Prime numbers, also known as prime numbers, refer to natural numbers that have no other factors except 1 and itself in natural numbers greater than 1. It is worth noting that each number can be decomposed into the product of prime numbers.

The Sieve of Eratosthenes is a very common method to judge whether an integer is a prime number. And it can judge the integer less than n when judging an integer n, so it is very suitable for this problem. Its principle is also very easy to understand: traverse from 1 to N. assuming that the current traverse reaches m, mark all integers less than N and multiple of m as sums; After traversal, numbers that are not marked as sum are prime numbers.

int countPrimes(int n) { if(n<=2) return 0; vector<bool>prime(n,true); int count=n-2;//Remove 1 which is not prime for(int i=2;i<=n;++i) { if(prime[i]){ for(int j=2*i;j<n;j+=i) { if(prime[i]){ prime[j]=false; --count; } } } } return count; }

Using some properties of prime numbers, we can further optimize the algorithm

int countPrimes(int n) { if(n<=2) return 0; vector<bool>prime(n,true); int i=3,sqrtn=sqrt(n),count=n/2;//Even numbers must not be prime numbers while(i<=sqrtn)//The minimum prime factor must be less than or equal to the square { for(int j=i*i;j<n;j+=2*i)//Avoid even and repeated traversals { if(prime[j]) { --count; prime[j]=false; } } do{ i+=2; }while(i<=sqrtn&&!prime[i]);//Avoid even and repeated traversals } return count; }

## 3. Digital processing

The problem of binary conversion type is usually calculated by division and modulus (mod). At the same time, we should also pay attention to some details, such as negative numbers and zero. If the output is numeric rather than string, you also need to consider whether it will exceed the upper and lower bounds of integers.

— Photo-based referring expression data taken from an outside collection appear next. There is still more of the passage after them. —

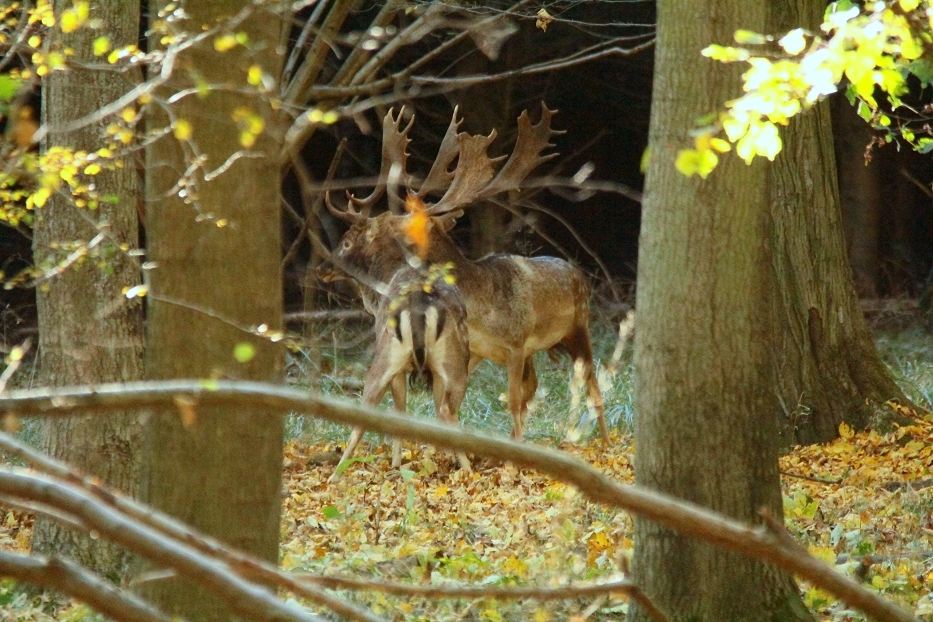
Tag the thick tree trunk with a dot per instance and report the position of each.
(88, 332)
(706, 427)
(216, 279)
(827, 368)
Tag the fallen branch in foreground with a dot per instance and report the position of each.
(244, 565)
(244, 598)
(67, 577)
(681, 516)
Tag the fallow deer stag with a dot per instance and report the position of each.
(420, 328)
(516, 306)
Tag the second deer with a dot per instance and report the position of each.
(516, 306)
(420, 328)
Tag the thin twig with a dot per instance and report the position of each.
(69, 578)
(244, 598)
(682, 516)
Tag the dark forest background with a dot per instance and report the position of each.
(604, 107)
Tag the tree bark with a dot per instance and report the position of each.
(216, 279)
(827, 367)
(860, 199)
(706, 426)
(88, 332)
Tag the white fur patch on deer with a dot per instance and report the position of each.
(420, 329)
(516, 306)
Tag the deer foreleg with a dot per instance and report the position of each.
(596, 396)
(377, 382)
(399, 395)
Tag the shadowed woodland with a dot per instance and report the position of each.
(233, 232)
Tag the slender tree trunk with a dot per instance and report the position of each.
(88, 332)
(706, 427)
(827, 368)
(860, 195)
(216, 279)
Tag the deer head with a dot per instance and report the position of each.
(474, 178)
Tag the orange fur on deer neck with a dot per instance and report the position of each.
(516, 306)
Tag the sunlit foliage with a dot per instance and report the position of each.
(874, 50)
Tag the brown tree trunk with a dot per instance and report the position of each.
(706, 427)
(216, 279)
(88, 332)
(859, 196)
(827, 368)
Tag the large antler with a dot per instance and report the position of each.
(439, 177)
(392, 172)
(475, 178)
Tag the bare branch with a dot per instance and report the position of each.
(68, 578)
(310, 67)
(547, 66)
(244, 597)
(681, 516)
(242, 564)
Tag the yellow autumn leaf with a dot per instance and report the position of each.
(182, 129)
(254, 75)
(224, 43)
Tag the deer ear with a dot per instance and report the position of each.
(447, 221)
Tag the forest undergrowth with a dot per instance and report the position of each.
(863, 503)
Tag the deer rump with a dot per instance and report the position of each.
(516, 305)
(420, 329)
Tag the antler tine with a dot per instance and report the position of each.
(438, 177)
(394, 158)
(473, 174)
(531, 141)
(347, 215)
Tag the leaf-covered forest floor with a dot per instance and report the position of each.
(863, 503)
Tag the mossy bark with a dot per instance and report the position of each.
(706, 415)
(89, 332)
(216, 253)
(827, 368)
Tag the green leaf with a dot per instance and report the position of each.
(924, 145)
(923, 70)
(101, 46)
(244, 352)
(8, 87)
(864, 111)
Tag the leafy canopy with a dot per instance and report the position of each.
(875, 49)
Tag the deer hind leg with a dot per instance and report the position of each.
(399, 395)
(579, 348)
(447, 399)
(381, 373)
(529, 386)
(515, 367)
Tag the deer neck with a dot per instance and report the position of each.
(442, 250)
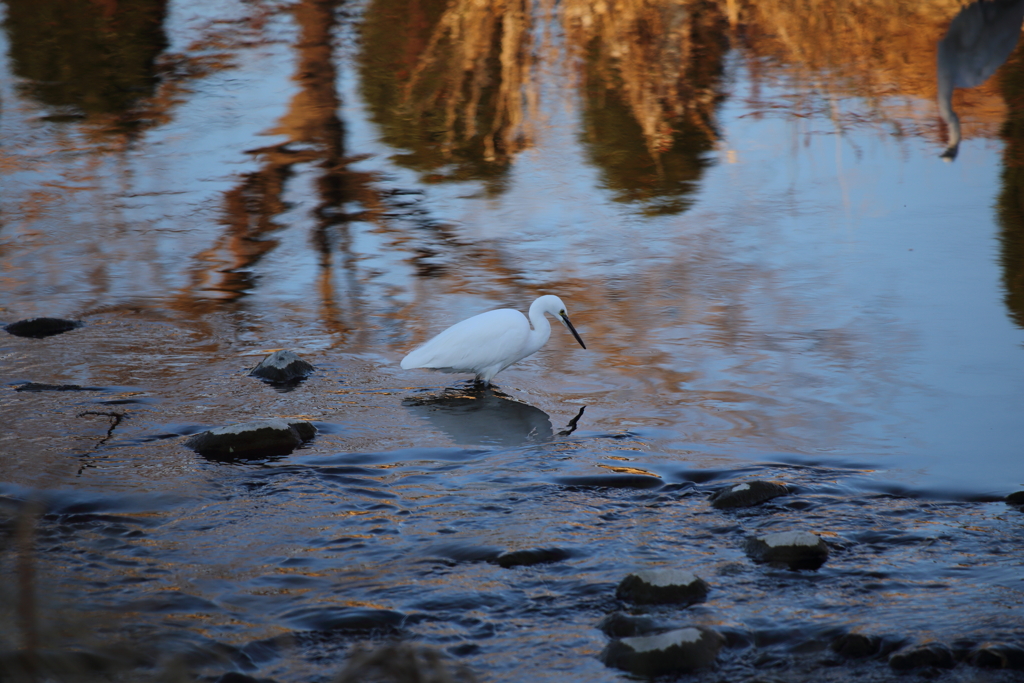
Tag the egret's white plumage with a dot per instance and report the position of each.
(488, 343)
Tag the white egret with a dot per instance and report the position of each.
(488, 343)
(980, 39)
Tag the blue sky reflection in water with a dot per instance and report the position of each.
(803, 290)
(832, 289)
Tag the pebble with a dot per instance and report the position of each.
(930, 654)
(623, 625)
(663, 586)
(37, 328)
(282, 367)
(252, 439)
(747, 494)
(798, 550)
(679, 650)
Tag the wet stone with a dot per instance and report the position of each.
(252, 439)
(520, 558)
(622, 625)
(797, 550)
(997, 655)
(856, 645)
(747, 494)
(928, 655)
(37, 328)
(679, 650)
(663, 586)
(282, 367)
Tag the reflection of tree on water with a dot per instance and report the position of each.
(485, 417)
(445, 82)
(651, 76)
(979, 40)
(1011, 205)
(96, 57)
(453, 85)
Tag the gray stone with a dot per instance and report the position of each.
(747, 494)
(622, 625)
(856, 645)
(928, 655)
(797, 550)
(282, 367)
(997, 655)
(37, 328)
(531, 556)
(252, 439)
(679, 650)
(663, 586)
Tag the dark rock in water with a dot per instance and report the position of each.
(531, 556)
(621, 625)
(930, 654)
(663, 586)
(402, 662)
(236, 677)
(997, 655)
(797, 550)
(282, 367)
(37, 328)
(679, 650)
(747, 494)
(345, 620)
(252, 439)
(856, 645)
(38, 386)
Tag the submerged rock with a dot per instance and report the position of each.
(997, 655)
(663, 586)
(747, 494)
(402, 662)
(622, 625)
(531, 556)
(797, 550)
(39, 386)
(679, 650)
(930, 654)
(252, 439)
(37, 328)
(282, 367)
(856, 645)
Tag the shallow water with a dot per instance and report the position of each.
(775, 274)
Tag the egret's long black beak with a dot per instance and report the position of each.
(565, 318)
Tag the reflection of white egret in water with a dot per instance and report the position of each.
(979, 40)
(488, 343)
(485, 417)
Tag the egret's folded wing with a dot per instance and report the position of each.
(473, 344)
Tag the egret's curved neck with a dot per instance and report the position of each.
(945, 101)
(542, 328)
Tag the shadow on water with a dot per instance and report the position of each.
(1011, 202)
(483, 416)
(980, 39)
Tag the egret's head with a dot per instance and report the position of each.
(552, 304)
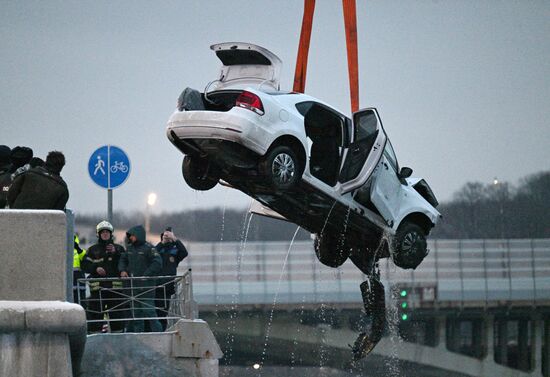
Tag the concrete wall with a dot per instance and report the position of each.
(40, 333)
(33, 246)
(190, 350)
(41, 338)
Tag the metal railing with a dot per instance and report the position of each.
(455, 273)
(109, 300)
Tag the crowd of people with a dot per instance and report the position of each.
(28, 182)
(127, 287)
(127, 302)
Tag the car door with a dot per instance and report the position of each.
(362, 155)
(386, 189)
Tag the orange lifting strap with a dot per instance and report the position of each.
(350, 24)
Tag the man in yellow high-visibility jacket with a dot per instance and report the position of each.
(78, 256)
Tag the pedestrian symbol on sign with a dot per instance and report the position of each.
(109, 166)
(99, 166)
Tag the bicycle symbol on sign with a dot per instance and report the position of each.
(119, 166)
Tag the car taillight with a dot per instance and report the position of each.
(250, 101)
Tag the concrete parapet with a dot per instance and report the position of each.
(33, 245)
(189, 350)
(41, 338)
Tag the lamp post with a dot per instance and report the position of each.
(500, 197)
(151, 200)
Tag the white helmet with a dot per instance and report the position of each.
(104, 225)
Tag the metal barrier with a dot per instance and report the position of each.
(480, 273)
(111, 300)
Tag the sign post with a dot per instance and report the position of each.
(109, 167)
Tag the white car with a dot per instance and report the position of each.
(334, 176)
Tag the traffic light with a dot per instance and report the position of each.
(404, 313)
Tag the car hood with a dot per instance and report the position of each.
(245, 64)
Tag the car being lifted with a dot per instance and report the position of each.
(303, 160)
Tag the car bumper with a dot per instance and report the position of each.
(235, 126)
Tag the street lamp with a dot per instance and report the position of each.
(500, 198)
(151, 200)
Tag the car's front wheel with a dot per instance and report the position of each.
(331, 249)
(409, 245)
(199, 173)
(281, 167)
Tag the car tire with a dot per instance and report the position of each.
(199, 173)
(331, 250)
(409, 245)
(281, 167)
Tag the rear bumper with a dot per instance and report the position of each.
(237, 126)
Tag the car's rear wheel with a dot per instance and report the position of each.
(409, 245)
(331, 249)
(281, 167)
(199, 173)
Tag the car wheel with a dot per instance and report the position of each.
(281, 167)
(199, 173)
(331, 250)
(409, 245)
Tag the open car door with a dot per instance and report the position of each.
(363, 154)
(386, 190)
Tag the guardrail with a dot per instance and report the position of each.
(455, 273)
(119, 300)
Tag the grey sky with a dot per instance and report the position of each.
(463, 87)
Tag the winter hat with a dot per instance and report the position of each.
(20, 156)
(55, 162)
(5, 153)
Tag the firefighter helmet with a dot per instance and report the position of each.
(104, 225)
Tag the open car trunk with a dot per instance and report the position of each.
(193, 100)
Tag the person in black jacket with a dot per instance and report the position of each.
(5, 174)
(101, 261)
(141, 259)
(172, 251)
(40, 187)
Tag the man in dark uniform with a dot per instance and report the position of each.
(172, 251)
(5, 174)
(40, 187)
(101, 261)
(141, 260)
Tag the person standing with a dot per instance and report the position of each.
(141, 260)
(5, 174)
(79, 290)
(102, 261)
(40, 187)
(172, 251)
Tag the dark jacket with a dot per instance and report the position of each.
(172, 254)
(38, 188)
(141, 258)
(97, 256)
(5, 182)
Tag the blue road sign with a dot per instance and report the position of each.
(109, 166)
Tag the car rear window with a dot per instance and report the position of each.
(238, 57)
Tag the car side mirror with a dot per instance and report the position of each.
(405, 172)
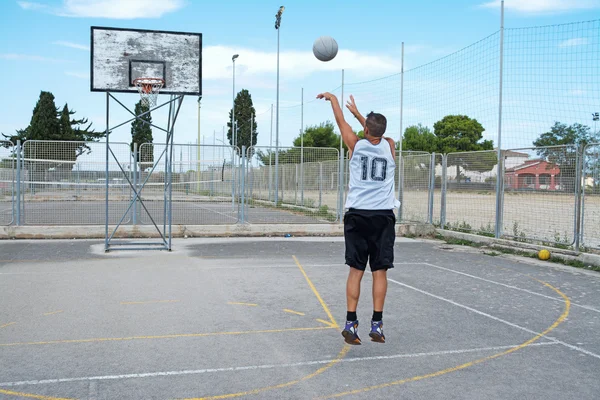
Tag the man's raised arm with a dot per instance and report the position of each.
(348, 135)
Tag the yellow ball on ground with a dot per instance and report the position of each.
(544, 254)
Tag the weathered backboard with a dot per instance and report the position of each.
(118, 56)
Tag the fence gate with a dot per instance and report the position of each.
(590, 212)
(63, 183)
(298, 185)
(204, 185)
(8, 193)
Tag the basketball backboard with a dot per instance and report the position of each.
(118, 56)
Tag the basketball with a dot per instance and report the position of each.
(544, 254)
(325, 48)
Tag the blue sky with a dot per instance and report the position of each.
(45, 46)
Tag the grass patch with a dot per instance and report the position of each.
(522, 253)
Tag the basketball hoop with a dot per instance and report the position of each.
(149, 89)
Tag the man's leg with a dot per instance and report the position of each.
(353, 289)
(382, 253)
(356, 258)
(379, 289)
(350, 332)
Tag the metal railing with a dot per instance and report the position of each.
(548, 194)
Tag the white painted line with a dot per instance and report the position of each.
(214, 211)
(510, 286)
(589, 308)
(267, 366)
(579, 349)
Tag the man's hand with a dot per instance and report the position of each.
(351, 105)
(327, 96)
(348, 135)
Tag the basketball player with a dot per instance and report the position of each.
(369, 222)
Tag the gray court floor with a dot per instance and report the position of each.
(190, 213)
(259, 318)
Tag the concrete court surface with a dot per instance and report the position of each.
(259, 318)
(190, 213)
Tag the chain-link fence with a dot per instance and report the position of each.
(8, 166)
(415, 186)
(204, 184)
(300, 184)
(540, 194)
(545, 189)
(64, 182)
(470, 191)
(590, 213)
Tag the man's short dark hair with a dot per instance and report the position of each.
(376, 123)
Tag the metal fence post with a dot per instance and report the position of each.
(135, 188)
(579, 182)
(296, 185)
(431, 188)
(19, 159)
(400, 165)
(320, 183)
(341, 171)
(400, 186)
(243, 184)
(500, 171)
(443, 188)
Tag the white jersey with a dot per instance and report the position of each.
(372, 182)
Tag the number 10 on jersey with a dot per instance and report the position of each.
(378, 167)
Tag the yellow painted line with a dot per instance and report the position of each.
(149, 302)
(54, 312)
(328, 323)
(182, 335)
(338, 358)
(31, 396)
(560, 319)
(293, 312)
(243, 304)
(314, 289)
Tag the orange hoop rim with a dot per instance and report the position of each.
(149, 85)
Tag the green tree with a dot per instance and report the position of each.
(245, 120)
(419, 138)
(459, 133)
(141, 132)
(322, 135)
(54, 128)
(568, 138)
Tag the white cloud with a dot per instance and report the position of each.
(114, 9)
(536, 6)
(78, 74)
(573, 42)
(27, 57)
(26, 5)
(297, 64)
(72, 45)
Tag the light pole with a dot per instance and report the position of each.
(277, 25)
(233, 135)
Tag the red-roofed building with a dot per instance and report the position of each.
(533, 174)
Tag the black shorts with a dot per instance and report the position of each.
(370, 234)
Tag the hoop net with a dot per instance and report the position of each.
(149, 89)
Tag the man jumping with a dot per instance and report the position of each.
(369, 222)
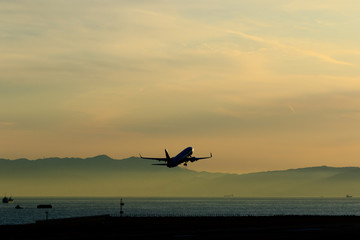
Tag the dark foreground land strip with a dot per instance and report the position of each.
(107, 227)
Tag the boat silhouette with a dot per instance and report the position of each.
(7, 200)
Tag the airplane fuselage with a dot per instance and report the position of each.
(181, 157)
(184, 157)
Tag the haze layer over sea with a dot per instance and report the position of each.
(142, 207)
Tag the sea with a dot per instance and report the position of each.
(67, 207)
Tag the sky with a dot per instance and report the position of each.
(262, 85)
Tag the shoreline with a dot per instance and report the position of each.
(249, 227)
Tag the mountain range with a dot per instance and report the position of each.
(133, 177)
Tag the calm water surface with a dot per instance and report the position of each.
(76, 207)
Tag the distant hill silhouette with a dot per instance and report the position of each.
(104, 176)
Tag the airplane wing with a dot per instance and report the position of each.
(193, 159)
(159, 159)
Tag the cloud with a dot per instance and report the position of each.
(285, 47)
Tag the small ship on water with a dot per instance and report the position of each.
(8, 200)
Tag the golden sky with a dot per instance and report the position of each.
(263, 85)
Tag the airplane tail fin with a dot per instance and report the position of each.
(167, 155)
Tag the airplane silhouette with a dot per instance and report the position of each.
(183, 157)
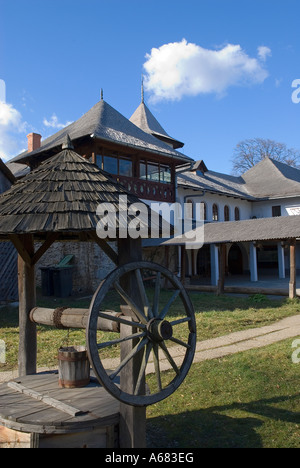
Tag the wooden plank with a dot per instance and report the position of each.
(47, 400)
(132, 419)
(27, 301)
(96, 438)
(51, 238)
(293, 272)
(20, 412)
(105, 247)
(14, 439)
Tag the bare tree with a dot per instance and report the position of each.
(249, 152)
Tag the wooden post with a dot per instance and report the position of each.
(183, 264)
(222, 266)
(27, 301)
(292, 285)
(132, 418)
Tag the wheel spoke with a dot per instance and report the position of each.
(121, 320)
(132, 353)
(179, 321)
(141, 375)
(140, 282)
(169, 357)
(156, 366)
(120, 340)
(156, 294)
(167, 307)
(181, 343)
(140, 315)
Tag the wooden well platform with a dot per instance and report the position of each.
(41, 425)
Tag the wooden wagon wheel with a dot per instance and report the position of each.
(161, 320)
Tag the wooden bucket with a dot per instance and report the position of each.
(73, 367)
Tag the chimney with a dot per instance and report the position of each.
(34, 141)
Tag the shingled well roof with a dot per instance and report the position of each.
(61, 195)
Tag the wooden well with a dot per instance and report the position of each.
(73, 367)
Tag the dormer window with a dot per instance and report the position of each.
(215, 212)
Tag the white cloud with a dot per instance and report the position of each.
(2, 91)
(54, 122)
(264, 52)
(182, 69)
(10, 123)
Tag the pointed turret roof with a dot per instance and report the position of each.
(272, 179)
(145, 120)
(103, 122)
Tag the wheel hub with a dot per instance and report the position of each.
(159, 330)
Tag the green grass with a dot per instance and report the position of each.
(215, 316)
(248, 400)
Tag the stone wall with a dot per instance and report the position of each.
(91, 264)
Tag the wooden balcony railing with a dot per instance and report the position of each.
(148, 190)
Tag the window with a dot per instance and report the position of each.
(155, 172)
(110, 165)
(125, 167)
(204, 208)
(189, 209)
(115, 165)
(215, 212)
(226, 213)
(237, 214)
(276, 211)
(165, 174)
(143, 171)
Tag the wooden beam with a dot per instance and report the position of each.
(105, 247)
(132, 418)
(51, 238)
(222, 267)
(183, 264)
(292, 285)
(27, 301)
(20, 245)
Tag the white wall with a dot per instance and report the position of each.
(220, 200)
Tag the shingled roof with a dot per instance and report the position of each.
(103, 122)
(272, 179)
(145, 120)
(61, 195)
(269, 179)
(250, 230)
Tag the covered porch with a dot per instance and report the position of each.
(251, 256)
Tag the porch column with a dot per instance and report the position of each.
(221, 282)
(253, 262)
(214, 260)
(281, 262)
(292, 286)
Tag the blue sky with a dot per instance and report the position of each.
(236, 61)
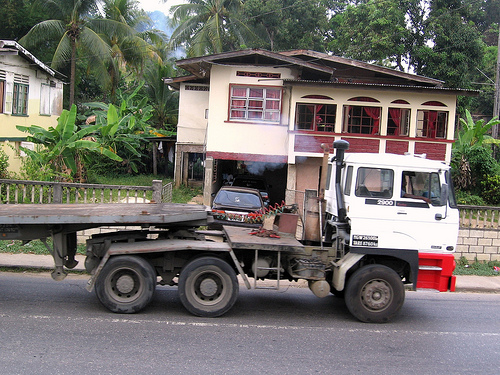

string convertToBase7(int num) { if(num==0) return "0"; bool is_negative=num<0; if(is_negative) num= -num; string ans; while(num) { int a=num/7,b=num%7; ans=to_string(b)+ans; num=a; } return is_negative ? "-" + ans: ans; }

Topic 1:

Given a nonnegative integer, judge how many zeros are at the end of its factorial result.

Each trailing 0 consists of 2 × 5 = 10, so we can divide each element of factorial into prime numbers and multiply them, and count the number of 2

And 5. Obviously, the number of quality factor 2 is much more than that of quality factor 5, so we can only count the number of quality factors in the factorial result

Factor 5.

int trailingZeros(int n) { return n==0 ? 0:n/5+trailingZeros(n/5); }

Topic 2: given two strings composed of numbers, find the result of their addition

Because the addition operation is carried out from back to front, you can flip the string first and then calculate it bit by bit. This type of question examines the details, such as carry, digit difference and so on.

string addStrings(string num1,string num2) { string output(""); reverse(num1.begin(),num1.end()); reverse(num2.begin(),num2.end()); int onelen=num1.length(),twolen=num2.length(); if(onelen<=twolen) { swap(num1,num2); swap(onelen,twolen); } int addbit; for(int i=0;i<twolen;++i) { int cur_sum=(num1[i]-'0')+(num2[i]-'0')+addbit; output+=tot_string((cur_sum)%10); addbit=cur_sum<10?0:1; } for(int i=twolen;i<onelen;++i) { int cur_sum=(num1[i]-'0')+addbit; output+=to_string((cur_sum)%10); addbit=cur_sum<10?0:1; } if(addbit) { output+="1"; } reverse(output.begin(),output.end()); return output; }

Topic 3: judge whether a number is to the power of 3

There are two methods. One is to use logarithm. Let log3n = m, if n is an integer power of 3, then M must be an integer.

bool isPowerOfThree(int n){ return fmod(log10(n)/log10(3),1)==0; }

Another method is that because the maximum power of 3 in the range of int is 319 = 116261467, if n is an integer power of 3, then the remainder of 116261467 divided by N must be zero; vice versa.

bool isPowerOfThree(int n) { return n>0&&1162261467%n==0; }

## 4. Random and sampling

Given an array, it is required to implement two instruction functions. The first function "shuffle" can randomly disrupt the array, and the second function "reset" can restore the original order.

We use the classic Fisher Yates shuffle algorithm. The principle is to achieve random disorder by randomly exchanging positions. There are two writing methods: forward and reverse, and the implementation is very convenient. Note the implementation details of the "reset" function and the constructor of the class.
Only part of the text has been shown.